Living statues are not only to be found along the street. We may amend the definition to include the many of sandstone and bronze that peer down at us from the streetscape's loftier levels. The sheer variety is impressive as is the rich detailing of the façades. It is worth contemplating the exuberance of the designs and the motivations for such costly embellishment up there where so few people would see them properly - until an equally tall neighbour was built, or zoom lenses became available. One can imagine that the building’s owner commissioned such work knowing that someone would build opposite one day and that he would be able to claim that, although his building was now not as high, it already had fine design and artwork.
We are often encouraged to look up to appreciate such features. It is satisfying though to know that not all are way up there. This is one such building.
Nelson Mandela Place is at the crossing of the north south axis of Buchanan Street with West George Street. Its name acknowledges Glasgow's concern for the South African leader's plight in jail.

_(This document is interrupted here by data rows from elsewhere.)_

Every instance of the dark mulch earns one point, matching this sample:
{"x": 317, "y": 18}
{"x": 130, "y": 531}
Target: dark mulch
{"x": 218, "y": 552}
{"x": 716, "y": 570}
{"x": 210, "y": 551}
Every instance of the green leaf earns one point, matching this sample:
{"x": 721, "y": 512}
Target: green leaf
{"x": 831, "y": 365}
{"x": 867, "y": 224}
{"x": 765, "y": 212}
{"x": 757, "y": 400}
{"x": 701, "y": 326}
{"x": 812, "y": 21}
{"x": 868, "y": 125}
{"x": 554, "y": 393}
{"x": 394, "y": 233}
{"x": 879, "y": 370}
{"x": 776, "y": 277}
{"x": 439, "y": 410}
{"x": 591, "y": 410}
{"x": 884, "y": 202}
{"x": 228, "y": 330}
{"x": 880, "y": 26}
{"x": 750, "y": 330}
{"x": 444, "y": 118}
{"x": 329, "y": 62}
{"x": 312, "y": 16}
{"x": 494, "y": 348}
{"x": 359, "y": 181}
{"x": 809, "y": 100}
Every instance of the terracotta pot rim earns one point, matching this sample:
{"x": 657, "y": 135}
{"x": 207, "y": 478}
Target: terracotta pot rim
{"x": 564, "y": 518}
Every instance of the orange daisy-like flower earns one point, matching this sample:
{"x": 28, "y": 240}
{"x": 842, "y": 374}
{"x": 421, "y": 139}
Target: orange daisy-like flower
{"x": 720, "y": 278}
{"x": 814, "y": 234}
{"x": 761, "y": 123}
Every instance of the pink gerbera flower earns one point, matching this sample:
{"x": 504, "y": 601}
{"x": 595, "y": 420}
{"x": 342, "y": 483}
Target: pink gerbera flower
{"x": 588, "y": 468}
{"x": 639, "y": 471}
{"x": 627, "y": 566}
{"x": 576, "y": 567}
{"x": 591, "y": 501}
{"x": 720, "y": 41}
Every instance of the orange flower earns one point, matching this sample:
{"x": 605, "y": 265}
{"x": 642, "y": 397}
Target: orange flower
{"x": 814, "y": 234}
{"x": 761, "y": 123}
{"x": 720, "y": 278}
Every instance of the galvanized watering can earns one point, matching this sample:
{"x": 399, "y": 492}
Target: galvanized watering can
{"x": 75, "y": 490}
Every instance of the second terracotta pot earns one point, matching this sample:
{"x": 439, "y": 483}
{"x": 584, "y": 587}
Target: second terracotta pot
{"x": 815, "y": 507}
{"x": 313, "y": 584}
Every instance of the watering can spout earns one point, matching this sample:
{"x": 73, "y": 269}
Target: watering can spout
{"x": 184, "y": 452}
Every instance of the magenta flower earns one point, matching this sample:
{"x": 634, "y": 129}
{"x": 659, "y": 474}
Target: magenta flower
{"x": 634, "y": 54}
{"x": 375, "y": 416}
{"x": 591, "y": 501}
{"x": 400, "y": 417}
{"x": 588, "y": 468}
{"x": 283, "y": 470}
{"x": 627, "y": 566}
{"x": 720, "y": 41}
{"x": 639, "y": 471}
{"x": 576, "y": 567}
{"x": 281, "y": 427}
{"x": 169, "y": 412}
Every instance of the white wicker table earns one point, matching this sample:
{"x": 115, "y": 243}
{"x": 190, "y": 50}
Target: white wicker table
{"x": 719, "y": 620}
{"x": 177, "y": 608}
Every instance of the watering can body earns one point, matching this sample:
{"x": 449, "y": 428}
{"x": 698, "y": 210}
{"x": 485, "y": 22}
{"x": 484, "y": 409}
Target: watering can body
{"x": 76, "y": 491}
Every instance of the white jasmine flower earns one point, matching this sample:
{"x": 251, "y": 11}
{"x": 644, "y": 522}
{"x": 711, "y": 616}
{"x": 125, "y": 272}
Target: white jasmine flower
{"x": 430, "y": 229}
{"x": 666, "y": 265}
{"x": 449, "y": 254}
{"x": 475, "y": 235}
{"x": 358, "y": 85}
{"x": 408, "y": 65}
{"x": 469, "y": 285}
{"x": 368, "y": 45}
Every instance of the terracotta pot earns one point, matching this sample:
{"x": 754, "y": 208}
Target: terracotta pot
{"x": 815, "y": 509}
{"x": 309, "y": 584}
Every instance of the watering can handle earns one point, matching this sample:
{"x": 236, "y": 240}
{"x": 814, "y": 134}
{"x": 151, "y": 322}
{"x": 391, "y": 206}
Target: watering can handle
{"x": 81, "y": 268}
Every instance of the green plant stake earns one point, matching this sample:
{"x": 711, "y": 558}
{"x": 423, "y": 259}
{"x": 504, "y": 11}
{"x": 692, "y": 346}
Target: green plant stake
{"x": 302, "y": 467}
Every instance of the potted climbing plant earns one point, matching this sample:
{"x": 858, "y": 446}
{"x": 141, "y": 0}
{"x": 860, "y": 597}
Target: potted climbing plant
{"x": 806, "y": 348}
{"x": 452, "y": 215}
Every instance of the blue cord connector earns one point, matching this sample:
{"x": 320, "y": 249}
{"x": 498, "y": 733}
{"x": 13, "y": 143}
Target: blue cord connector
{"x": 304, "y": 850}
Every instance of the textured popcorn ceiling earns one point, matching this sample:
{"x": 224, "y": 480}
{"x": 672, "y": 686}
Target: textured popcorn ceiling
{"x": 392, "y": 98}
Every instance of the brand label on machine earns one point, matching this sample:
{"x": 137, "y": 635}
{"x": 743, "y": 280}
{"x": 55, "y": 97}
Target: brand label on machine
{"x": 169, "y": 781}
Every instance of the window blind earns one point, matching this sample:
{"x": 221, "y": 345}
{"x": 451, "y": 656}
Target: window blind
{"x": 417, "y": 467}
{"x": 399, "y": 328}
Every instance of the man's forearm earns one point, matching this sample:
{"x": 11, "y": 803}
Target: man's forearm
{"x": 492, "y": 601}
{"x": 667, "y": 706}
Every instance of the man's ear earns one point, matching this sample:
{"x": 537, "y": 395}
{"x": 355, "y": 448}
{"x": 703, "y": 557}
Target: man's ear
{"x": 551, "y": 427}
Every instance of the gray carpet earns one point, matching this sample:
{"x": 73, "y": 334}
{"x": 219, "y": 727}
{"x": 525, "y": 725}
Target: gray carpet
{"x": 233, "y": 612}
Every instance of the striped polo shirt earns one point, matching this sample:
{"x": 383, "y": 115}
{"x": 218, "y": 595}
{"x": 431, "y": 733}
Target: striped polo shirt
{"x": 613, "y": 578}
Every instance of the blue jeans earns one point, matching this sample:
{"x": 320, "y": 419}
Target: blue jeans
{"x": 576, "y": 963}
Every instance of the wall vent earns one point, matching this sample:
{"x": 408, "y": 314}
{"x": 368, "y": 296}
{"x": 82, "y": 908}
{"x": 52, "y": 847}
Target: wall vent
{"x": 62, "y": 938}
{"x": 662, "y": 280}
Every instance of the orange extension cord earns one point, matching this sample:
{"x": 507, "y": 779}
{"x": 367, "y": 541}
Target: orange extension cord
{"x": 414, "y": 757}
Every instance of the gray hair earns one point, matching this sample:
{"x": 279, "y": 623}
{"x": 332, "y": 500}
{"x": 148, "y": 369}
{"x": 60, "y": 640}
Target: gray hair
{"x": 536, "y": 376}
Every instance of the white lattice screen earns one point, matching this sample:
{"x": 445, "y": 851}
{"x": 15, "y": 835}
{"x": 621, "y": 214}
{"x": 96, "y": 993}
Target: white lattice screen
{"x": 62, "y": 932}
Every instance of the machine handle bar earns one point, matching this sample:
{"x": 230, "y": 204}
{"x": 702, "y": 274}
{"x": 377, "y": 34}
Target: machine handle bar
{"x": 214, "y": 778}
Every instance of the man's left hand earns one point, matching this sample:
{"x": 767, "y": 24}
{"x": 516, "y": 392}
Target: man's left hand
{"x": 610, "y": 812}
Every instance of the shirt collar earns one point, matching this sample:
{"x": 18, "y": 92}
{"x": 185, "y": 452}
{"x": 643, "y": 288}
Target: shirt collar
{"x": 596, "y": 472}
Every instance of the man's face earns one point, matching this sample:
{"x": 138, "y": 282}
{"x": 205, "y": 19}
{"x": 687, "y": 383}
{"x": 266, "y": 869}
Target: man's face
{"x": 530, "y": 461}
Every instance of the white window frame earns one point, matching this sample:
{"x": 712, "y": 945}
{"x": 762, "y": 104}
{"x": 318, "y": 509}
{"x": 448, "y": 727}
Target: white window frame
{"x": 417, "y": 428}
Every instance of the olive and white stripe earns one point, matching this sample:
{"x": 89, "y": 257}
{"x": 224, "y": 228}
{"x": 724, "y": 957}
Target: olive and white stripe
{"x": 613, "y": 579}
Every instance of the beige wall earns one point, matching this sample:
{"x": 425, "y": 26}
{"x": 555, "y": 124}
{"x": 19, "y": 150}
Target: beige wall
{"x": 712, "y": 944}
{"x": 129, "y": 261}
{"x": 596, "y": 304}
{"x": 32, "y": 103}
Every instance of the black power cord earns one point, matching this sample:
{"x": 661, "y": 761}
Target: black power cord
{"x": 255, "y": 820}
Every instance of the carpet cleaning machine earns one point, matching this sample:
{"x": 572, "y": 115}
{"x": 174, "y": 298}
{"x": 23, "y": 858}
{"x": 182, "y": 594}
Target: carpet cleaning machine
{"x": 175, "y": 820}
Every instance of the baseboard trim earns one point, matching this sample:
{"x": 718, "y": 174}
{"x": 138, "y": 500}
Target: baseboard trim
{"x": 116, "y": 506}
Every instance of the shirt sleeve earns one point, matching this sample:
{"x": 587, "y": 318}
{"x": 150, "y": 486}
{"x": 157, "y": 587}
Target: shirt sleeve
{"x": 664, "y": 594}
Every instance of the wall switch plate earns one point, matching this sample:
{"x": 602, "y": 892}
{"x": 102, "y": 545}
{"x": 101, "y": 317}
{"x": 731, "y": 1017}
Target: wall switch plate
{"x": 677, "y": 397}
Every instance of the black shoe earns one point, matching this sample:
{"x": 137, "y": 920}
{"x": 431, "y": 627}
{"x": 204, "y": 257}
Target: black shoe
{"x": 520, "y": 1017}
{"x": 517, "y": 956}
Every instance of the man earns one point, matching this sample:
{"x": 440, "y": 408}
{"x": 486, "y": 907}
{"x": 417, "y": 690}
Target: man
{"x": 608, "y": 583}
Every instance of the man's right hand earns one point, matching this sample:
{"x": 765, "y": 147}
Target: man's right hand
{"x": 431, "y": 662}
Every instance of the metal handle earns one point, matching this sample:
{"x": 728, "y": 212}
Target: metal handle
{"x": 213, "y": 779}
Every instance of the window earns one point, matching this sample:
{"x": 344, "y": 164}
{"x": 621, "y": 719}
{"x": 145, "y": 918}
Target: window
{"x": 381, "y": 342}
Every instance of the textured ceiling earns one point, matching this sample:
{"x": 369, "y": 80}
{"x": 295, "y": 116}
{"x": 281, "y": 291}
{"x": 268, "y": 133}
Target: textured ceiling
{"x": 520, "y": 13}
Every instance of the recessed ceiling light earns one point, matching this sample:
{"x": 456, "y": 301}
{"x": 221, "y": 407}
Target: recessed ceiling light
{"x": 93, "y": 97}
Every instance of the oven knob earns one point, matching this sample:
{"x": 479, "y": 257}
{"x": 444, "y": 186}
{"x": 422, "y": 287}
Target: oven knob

This building has had various identities and is now a restaurant. A pair of fearsome lions peer out from each side of the Nelson Mandela Place entrance, their manes morphing into the ubiquitous acanthus leaves, in turn sprouting from the very sandstone that the structure is built from. And the great thing about these lions is that they are at street level. Fearsome though they may be, they have been challenged by mere pigeons and sport crowns, not as kings of the wild, but for defence against them. Cleaning has been extensive, fortunately stopping short of going a step to far, but unfortunately exposing the grain of the sandstone.
This is an “A” listed building. The listing text tells us that it was built as The Liberal Club, later becoming the Royal Academy of Music and Dramatic Art. The architect was A. N. Paterson of Campbell Douglas and Paterson, who designed it in the Edwardian Baroque style. It was built from 1908-10. The interiors were by Wylie and Lochhead with Guthrie Wells and Scott Morton. The plasterwork was by George Bankart.